Jeder kennt wohl die Situationen, von einem Menschen mit einem Kose- oder Zergewort genannt zu werden. Wie in Partnerschaften oft die Betitelung "Schatzi" "Maus" "Hase" und sonstiges plüschiges Getier vorherrscht, gehts auf beziehungsunabhängiger Basis oft anders ab. "Vogel" "Spinner" "Kasper" oder auch "Fräulein" oder "Uschi". Klingt alles nicht so prall, ist aber oftmals nicht weniger liebevoll gemeint, und wenn nicht liebevoll, dann zumindet freundlich gesonnen.
Trotzdem mag mancher es nicht, sei es, weil der gerade "Angetraute" seine Ex ebenfalls ganz bestimmt "Schahaaaaaaaaaaatz" genannt hat, man will ja was Besonderes sein, oder auch, weil man mit bestimmten Titeln, like "Uschi" im Grund ne Querverbindung in Richtung "Blonde dämliche dauergewellte Trulla" oder so ähnlich zieht. "Geh mal zu Uschi Haare schneiden....." Jo, kommt hin.
Trotzdem kann es vorkommen, das ein Mensch Dein Leben kreutz, aus dessen Mund man selbst diese Art von "Kosenamen" plötzlich gar nicht mehr so schlimm findet. Normalerweise gehe ich bei Fräulein die Wände hoch, bei Uschi fliegt bereits die buchstäbliche Kuh. Normalerweise. Nur handelt es sich bei dem Herren dieser Wortwahl um einen, in meinem Empfinden, sehr provokativen Zeitgenossen. Subtil provokativ, wenn andere Menschen drum herum sind, manchmal sehr provokativ, wenn Schriftwechsel "unter sich" folgt.
Derartig gelagerte zwischenmenschliche Angelegenheiten üben einen besonderen Reiz aus, hier findet sich wohl auch der Grund, warum er mich nunmehr im 2. Jahr "Uschi" nennen darf, ohne das er bis heute konsequent auf die schwarze Liste gesetzt wurde. So jährte sich numehr eine spannungsgeladene, mal mehr, mal weniger intensive Interaktion auf verschiedenen Ebenen. So wie ich mich auf seine oftmals schroffe Art eingelassen habe, ließ er sich auf meine oft verqueren Gedankengänge ein. Denn hinter der schroffen Art und Weise seh ich nen gutes Herz (im Grunde), welches der "Macker" in ihm sicherlich aber gern verstecken mag :) Der Herr preferiert "einfach", bekommen tut er von mir "kompliziert", aber obwol ich "einfach" und er, wie ich meine, "kompliziert" einfach gruselig findet, lässt man sich trotzdem aufeinander ein. Es ist dieses daraus sich ergebende "Feuerchen", das im Grunde immer leise vor sich hin flackert, wenn man sich denn mal sieht. Er ist neugierig und rotzfrech. Beides mag ich.

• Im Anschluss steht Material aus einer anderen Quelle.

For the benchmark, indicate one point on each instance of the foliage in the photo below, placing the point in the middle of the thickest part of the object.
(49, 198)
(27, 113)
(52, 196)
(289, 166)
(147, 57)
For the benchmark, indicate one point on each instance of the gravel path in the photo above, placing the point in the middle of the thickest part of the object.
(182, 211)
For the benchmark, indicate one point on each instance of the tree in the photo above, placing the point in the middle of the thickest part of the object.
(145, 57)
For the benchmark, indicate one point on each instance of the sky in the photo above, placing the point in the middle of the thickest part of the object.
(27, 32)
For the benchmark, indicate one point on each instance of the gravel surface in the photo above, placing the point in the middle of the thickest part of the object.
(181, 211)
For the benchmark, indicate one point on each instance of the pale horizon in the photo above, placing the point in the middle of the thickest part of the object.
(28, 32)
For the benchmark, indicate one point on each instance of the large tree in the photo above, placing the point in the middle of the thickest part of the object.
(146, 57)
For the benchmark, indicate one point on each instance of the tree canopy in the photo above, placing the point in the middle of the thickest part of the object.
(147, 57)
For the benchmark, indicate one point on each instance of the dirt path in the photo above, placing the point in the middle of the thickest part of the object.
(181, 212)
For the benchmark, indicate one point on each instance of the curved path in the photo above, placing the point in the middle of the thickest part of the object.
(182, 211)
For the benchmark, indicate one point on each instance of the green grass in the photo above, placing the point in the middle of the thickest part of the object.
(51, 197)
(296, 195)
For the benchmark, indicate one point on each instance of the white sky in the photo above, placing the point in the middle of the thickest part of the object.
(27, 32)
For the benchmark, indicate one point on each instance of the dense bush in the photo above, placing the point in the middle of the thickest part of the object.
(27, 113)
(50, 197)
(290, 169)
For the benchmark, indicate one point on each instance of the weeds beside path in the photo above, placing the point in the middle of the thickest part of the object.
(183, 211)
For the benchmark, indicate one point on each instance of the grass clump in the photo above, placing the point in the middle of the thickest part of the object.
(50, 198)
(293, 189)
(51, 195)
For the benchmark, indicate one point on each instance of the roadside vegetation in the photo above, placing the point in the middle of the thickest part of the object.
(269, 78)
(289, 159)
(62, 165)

Ich beobachte ihn dann gern, die schönsten Augen diesseits von Hagen, in seinem Falle macht das den Reiz auch aus...denn niemand ahnt diese Verbindung, wird durch scheinbar belanglose Gespräche unter mehreren, auch mal besonders, wenn ein belangloser Satz für die Allgemeinheit gesprochen, vom anderen als "der war für dich und das weisst du" interpretiert wird. So genannte "Insider". Aufmerksam wie er ist (und er hat scheinbar auch das bessere Gedächtnis) wirds zur Kenntnis genommen und mit regungslosem Gesichtsausdruck honoriert, aber spätestens in der nächsten 1zu1 Situation zur Sprache gebracht.
Ein Spiel. Manchmal spiele ich sehr gern. Hat man einen adäquaten Mitspieler, umso lieber. Dann werde ich dieses Spiel auch nicht beenden, solange die Regeln von vornherein klar sind und vor allem nicht gebrochen werden.